Cependant, la symbolique purificatrice de l’eau est si forte qu’elle sera rapidement réintroduite dans la compréhension du baptême : typiquement la lettre aux Ephésiens et celle aux Hébreux (qui ne sont donc peut-être pas attribuables à Paul pour cette raison) renouent avec la symbolique purificatrice de l’eau (Ephésiens 5,26 ; Hébreux 10,22).
Ainsi, on retrouve dans ces symboliques différentes de l’eau du baptême l’ambivalence fondamentale de l’eau qui traverse toute la Bible.
Donc Jésus, sur la mer, vient au-devant de sa communauté la barque est image de l’Église. D’ailleurs qu’en ses disciples veulent le faire venir dedans ce n’est plus possible ils ont atteint leur but. L’on peut comprendre que Jésus n’appartient pas à une église terrestre en particulier il n’est pas dans les murs d’un bâtiment appelé église, mais quand on l’invite à venir dans notre communauté "église" nous sommes arrivés sur le rivage de la consolation.
De cet épisode saisissant Jean nous donne le récit le plus court, et sous la forme probablement la plus primitive. Il résume le miracle et ne s’attarde pas à décrire l’apaisement de la mer : dans cette marche de Jésus sur le lac il voit avant tout une épiphanie, une manifestation de la majesté divine qui habite Jésus. "Lui seul a foulé les hauteurs de la mer", Job (Jb 9,8), ainsi que "Sur la mer fut ton chemin, ton sentier sur les eaux innombrables ; et tes traces, nul ne les connut" (Ps 77,20).
D’où la crainte sacrée qui saisit les disciples, crainte que Jésus immédiatement veut écarter : "C’est moi ! cessez d’avoir peur !"
La veille, la foule, impressionnée par le miracle des pains, a voulu acclamer Jésus comme le Prophète, comme un Messie politique ; mais aucun de ces titres traditionnels ne rend vraiment compte de la mission et de la majesté de Jésus. Le nom qui lui convient, c’est le nom de fils de Dieu, Fils de l’Homme, ce Dieu qui a nourri son peuple au désert, et qui auparavant lui avait frayé un chemin dans les eaux. Jésus dit : "C’est moi", comme Dieu si souvent l’a dit à son peuple. Jésus vient sur les eaux comme Dieu seul l’a fait, et n’oublions pas ces paroles de Jésus au chapitre précédent "Le Fils ne peut rien faire de lui-même, à moins qu’il ne voie faire une chose au Père, car quelque chose que celui-ci fasse, cela, le Fils aussi de même le fait."

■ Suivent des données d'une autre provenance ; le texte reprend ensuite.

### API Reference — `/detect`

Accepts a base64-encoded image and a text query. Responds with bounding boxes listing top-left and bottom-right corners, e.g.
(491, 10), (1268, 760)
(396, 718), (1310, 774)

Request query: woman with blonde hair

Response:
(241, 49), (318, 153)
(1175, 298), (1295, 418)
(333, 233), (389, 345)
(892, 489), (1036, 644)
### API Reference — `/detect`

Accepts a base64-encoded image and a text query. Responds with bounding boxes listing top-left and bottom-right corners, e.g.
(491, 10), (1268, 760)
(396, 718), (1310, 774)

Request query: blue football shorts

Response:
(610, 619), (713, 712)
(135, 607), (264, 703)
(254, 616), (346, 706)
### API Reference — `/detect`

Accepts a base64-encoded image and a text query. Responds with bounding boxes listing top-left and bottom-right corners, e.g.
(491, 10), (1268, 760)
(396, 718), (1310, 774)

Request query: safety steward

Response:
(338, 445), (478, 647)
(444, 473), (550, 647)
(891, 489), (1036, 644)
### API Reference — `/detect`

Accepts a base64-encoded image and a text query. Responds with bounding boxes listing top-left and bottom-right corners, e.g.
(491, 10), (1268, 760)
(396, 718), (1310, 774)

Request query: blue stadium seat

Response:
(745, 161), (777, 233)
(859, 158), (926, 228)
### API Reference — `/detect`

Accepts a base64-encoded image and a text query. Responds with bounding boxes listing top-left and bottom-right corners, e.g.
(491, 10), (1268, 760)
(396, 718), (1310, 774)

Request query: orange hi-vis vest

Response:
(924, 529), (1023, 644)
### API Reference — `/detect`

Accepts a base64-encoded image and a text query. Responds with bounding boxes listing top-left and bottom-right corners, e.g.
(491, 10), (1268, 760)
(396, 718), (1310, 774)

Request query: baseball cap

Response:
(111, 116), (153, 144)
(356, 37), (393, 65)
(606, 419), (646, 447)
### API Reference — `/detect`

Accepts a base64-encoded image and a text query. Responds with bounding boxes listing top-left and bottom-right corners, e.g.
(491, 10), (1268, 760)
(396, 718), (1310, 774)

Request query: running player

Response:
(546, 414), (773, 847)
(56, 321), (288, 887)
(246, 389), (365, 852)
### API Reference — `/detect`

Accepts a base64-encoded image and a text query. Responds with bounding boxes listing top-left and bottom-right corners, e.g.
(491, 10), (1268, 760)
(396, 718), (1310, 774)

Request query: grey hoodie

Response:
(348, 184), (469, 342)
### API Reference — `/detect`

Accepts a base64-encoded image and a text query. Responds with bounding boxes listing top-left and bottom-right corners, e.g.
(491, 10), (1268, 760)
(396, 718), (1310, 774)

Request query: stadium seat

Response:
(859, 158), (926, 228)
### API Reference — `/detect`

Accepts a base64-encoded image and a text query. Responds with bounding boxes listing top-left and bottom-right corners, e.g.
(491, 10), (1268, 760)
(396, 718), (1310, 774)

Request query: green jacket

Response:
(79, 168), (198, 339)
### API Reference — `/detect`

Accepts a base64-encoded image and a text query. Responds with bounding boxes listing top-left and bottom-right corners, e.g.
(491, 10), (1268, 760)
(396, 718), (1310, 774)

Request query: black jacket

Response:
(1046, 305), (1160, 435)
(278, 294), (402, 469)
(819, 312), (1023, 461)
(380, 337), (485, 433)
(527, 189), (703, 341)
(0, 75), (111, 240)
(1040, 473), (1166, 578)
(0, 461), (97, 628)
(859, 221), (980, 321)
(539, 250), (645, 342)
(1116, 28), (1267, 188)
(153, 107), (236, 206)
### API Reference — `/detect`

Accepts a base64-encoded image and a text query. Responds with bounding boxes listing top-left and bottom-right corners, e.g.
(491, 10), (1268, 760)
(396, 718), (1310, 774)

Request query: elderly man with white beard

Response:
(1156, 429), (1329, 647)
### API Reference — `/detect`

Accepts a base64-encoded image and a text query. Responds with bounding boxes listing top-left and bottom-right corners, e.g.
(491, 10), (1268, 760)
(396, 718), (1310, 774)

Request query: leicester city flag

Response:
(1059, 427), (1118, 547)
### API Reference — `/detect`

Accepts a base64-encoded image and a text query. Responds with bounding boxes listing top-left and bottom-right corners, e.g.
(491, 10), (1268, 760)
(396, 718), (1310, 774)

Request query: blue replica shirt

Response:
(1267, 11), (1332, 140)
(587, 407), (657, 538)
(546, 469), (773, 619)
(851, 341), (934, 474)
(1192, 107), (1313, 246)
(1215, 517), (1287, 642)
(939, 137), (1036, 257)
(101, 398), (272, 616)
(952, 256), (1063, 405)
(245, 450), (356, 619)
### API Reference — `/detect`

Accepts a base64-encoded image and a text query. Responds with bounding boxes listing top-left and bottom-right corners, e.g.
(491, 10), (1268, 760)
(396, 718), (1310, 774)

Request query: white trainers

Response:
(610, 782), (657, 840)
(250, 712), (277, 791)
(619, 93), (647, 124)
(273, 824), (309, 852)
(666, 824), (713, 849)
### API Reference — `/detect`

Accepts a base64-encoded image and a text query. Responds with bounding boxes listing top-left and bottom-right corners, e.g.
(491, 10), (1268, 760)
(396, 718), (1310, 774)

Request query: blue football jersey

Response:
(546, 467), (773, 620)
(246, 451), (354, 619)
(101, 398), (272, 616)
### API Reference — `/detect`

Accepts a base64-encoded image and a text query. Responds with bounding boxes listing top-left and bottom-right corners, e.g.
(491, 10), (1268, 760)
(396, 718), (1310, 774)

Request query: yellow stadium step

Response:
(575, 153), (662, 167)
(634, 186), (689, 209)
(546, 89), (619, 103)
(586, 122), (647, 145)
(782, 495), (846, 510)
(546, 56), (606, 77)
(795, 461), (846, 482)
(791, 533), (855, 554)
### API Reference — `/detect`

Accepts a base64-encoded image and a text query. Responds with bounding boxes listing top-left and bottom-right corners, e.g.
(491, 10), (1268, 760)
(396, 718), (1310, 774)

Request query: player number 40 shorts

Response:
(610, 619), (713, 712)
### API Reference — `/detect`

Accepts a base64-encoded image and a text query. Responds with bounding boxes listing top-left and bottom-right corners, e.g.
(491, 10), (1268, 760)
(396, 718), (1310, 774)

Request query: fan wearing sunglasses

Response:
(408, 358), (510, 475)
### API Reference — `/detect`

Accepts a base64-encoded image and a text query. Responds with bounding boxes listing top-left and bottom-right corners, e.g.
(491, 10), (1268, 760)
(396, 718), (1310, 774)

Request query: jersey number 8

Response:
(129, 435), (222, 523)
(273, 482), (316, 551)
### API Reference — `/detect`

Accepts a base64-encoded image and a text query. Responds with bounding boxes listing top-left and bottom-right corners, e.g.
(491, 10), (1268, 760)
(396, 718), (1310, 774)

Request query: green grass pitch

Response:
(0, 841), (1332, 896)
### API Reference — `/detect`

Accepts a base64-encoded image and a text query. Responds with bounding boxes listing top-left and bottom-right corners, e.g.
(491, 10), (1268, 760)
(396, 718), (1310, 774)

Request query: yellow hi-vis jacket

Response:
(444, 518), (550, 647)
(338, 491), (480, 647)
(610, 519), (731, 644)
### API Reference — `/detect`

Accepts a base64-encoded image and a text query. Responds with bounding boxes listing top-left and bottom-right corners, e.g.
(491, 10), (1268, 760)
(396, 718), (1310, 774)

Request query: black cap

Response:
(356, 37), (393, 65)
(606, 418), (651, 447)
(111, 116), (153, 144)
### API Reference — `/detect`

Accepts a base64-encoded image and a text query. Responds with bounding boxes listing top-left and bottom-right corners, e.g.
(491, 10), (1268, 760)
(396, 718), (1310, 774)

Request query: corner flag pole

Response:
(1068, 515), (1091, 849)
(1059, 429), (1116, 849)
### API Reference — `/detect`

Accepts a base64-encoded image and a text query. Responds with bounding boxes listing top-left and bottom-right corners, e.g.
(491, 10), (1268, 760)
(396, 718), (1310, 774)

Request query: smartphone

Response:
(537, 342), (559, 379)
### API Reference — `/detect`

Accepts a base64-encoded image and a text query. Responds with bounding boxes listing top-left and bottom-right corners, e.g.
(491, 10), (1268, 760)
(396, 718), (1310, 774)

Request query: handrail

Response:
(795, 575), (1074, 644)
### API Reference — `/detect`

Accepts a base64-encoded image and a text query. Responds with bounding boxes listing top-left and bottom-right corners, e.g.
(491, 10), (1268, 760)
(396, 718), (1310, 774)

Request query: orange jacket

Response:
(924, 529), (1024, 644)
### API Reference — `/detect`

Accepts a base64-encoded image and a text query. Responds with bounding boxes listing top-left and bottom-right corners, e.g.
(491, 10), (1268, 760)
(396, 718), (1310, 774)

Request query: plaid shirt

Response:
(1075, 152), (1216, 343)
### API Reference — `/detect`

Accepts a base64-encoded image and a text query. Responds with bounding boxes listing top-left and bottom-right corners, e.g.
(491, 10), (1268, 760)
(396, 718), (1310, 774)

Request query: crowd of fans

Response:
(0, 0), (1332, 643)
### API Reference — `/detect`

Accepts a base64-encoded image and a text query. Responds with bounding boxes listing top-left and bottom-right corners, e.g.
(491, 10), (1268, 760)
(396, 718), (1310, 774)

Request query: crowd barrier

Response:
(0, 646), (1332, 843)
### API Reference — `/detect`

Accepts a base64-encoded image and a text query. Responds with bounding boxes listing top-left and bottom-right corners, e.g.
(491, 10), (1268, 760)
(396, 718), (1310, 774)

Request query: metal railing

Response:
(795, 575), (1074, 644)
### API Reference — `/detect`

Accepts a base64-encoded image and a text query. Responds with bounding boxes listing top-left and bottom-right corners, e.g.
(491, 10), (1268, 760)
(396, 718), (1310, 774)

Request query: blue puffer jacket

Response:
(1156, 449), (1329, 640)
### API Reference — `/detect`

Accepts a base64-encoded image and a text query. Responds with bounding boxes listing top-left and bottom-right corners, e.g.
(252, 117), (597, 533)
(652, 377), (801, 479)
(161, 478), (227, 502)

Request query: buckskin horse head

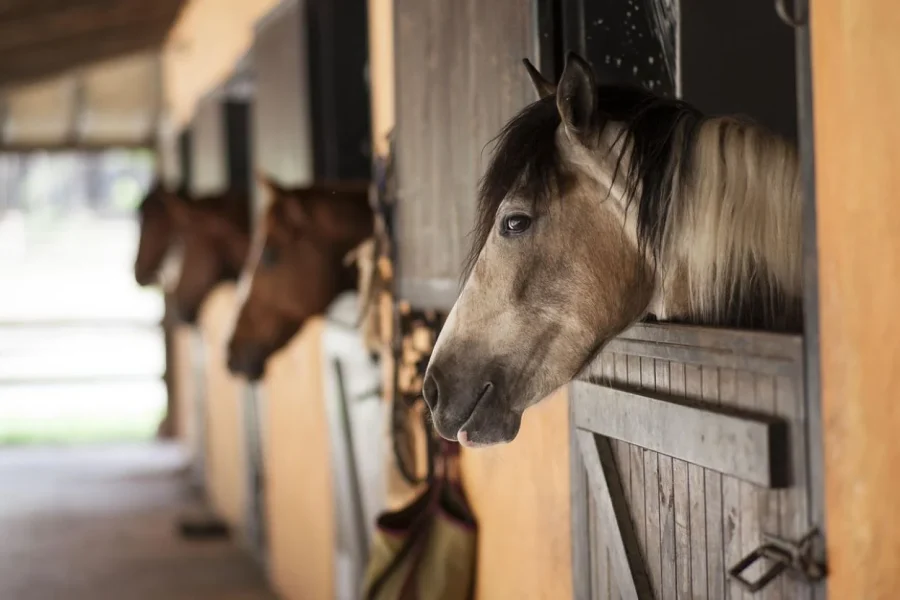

Et il réalise pour ses disciples ce que Dieu promettait à son peuple par le prophète Isaïe : "Quand tu traverseras les eaux, ne crains pas ! Je serai avec toi, car je suis le Seigneur ton Dieu. "Ne crains pas" les disciples veulent accueillir Jésus dans la barque, mais celle-ci accoste à l’instant même, sans même que Jésus soit monté à bord. Au moment même où les disciples reconnaissent Jésus et veulent lui faire place parmi eux, "la barque touche terre au lieu où ils se rendaient". La confiance en Jésus les a donc fait passer de la mer menaçante à la terre ferme, du combat impuissant à la sécurité. Arrachés au domaine de la mort, les voilà parvenus "au port de leur désir" (Ps 107,30).
Jésus les a nourris, puis il leur a donné de traverser la mer. Un double symbolisme pascal sous-tend ici le texte évangélique, en référence au don de la manne et au passage de la Mer Rouge.